18
votes

My flask app is comprised of four containers: web app, postgres, rabbitMQ and Celery. Since I have celery tasks that run periodically, I am using celery beat. I've configured my docker-compose file like this:

version: '2'
services:
  rabbit:
    # ...      
  web:
    # ...
  rabbit:
    # ...
  celery:
    build:
        context: .
        dockerfile: Dockerfile.celery

And my Dockerfile.celery looks like this:

# ...code up here...
CMD ["celery", "-A", "app.tasks.celery", "worker", "-B", "-l", "INFO"]

While I read in the docs that I shouldn't go to production with the -B option, I hastily added it anyway (and forgot about changing it) and quickly learned that my scheduled tasks were running multiple times. For those interested, if you do a ps aux | grep celery from within your celery container, you'll see multiple celery + beat processes running (but there should only be one beat process and however many worker processes). I wasn't sure from the docs why you shouldn't run -B in production but now I know.

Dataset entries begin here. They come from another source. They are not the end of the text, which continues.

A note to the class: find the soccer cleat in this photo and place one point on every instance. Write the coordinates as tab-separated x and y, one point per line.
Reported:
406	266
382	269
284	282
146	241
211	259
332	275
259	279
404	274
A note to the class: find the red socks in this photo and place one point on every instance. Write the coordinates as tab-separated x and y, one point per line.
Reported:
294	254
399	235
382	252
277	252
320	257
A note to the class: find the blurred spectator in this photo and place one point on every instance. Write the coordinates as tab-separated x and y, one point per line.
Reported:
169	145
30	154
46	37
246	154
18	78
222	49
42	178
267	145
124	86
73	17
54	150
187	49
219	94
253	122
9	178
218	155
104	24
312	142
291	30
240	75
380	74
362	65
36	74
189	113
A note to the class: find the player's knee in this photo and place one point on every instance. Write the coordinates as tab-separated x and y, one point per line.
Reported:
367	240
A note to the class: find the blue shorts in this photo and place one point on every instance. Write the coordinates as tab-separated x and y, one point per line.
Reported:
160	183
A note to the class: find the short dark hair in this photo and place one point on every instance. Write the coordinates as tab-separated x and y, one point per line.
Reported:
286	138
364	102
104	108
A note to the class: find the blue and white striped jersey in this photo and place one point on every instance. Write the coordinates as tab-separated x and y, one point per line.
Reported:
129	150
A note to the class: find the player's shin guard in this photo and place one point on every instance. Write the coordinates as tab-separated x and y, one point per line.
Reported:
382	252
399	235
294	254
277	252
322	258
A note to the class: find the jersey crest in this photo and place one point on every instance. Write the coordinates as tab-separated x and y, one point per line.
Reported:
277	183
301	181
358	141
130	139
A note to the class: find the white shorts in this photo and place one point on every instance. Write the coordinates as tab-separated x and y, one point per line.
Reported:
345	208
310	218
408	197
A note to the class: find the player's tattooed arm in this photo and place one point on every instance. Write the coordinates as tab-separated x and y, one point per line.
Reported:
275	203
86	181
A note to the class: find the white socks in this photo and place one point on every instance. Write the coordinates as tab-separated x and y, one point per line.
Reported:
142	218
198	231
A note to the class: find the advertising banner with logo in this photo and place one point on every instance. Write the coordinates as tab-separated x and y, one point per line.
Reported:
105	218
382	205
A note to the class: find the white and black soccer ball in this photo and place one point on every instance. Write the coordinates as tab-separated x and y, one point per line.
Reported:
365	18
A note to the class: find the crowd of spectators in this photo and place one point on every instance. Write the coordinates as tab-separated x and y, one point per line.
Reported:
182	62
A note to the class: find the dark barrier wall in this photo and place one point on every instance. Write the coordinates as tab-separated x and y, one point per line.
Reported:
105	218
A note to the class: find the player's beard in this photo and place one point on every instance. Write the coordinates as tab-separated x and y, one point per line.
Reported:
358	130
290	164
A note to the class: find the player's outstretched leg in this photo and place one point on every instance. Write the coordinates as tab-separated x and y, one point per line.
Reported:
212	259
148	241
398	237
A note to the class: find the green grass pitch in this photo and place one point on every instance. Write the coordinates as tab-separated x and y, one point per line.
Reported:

So then I changed my Dockerfile.celery to:

# ...code up here...
CMD ["celery", "-A", "app.tasks.celery", "worker", "-l", "INFO"]
CMD ["celery", "-A", "app.tasks.celery", "beat", "-l", "INFO"]

No when I start my app, the worker processes start but beat does not. When I flip those commands around so that beat is called first, then beat starts but the worker processes do not. So my question is: how do I run celery worker + beat together in my container? I have combed through many articles/docs but I'm still unable to figure this out.

EDITED

I changed my Dockerfile.celery to the following:

ENTRYPOINT [ "/bin/sh" ]
CMD [ "./docker.celery.sh" ]    

And my docker.celery.sh file looks like this:

#!/bin/sh -ex
celery -A app.tasks.celery beat -l debug &
celery -A app.tasks.celery worker -l info &

However, I'm receiving the error celery_1 exited with code 0

Edit #2

I added the following blocking command to the end of my docker.celery.sh file and all was fixed:

tail -f /dev/null
3
you can create another container just for beat and override its worker command... when you scale your workers you will be scaling just them and not the beat (scheduler) too - Mazel Tov
@MazelTov - good suggestion and for my next project I'll consider putting these in separate containers. For various reasons, I needed both of these processes to run in the same container. - hugo

3 Answers

11
votes

docker run only one CMD, so only the first CMD get executed, the work around is to create a bash script that execute both worker and beat and use the docker CMD to execute this script

0
votes

You can use celery beatX for beat. It is allowed (and recommended) to have multiple beatX instances. They use locks to synchronize.

Cannot say if it is production-ready, but it works for me like a charm (with -B key)

0
votes

I got by putting in the entrypoint as explained above, plus I added the &> to have the output in a log file.

my entrypoint.sh

#!/bin/bash
python3 manage.py migrate

python3 manage.py migrate catalog --database=catalog

python manage.py collectstatic --clear --noinput --verbosity 0


# Start Celery Workers
celery worker --workdir /app --app dri -l info &> /log/celery.log  &

# Start Celery Beat
celery worker --workdir /app --app dri -l info --beat &> /log/celery_beat.log  &

python3 manage.py runserver 0.0.0.0:8000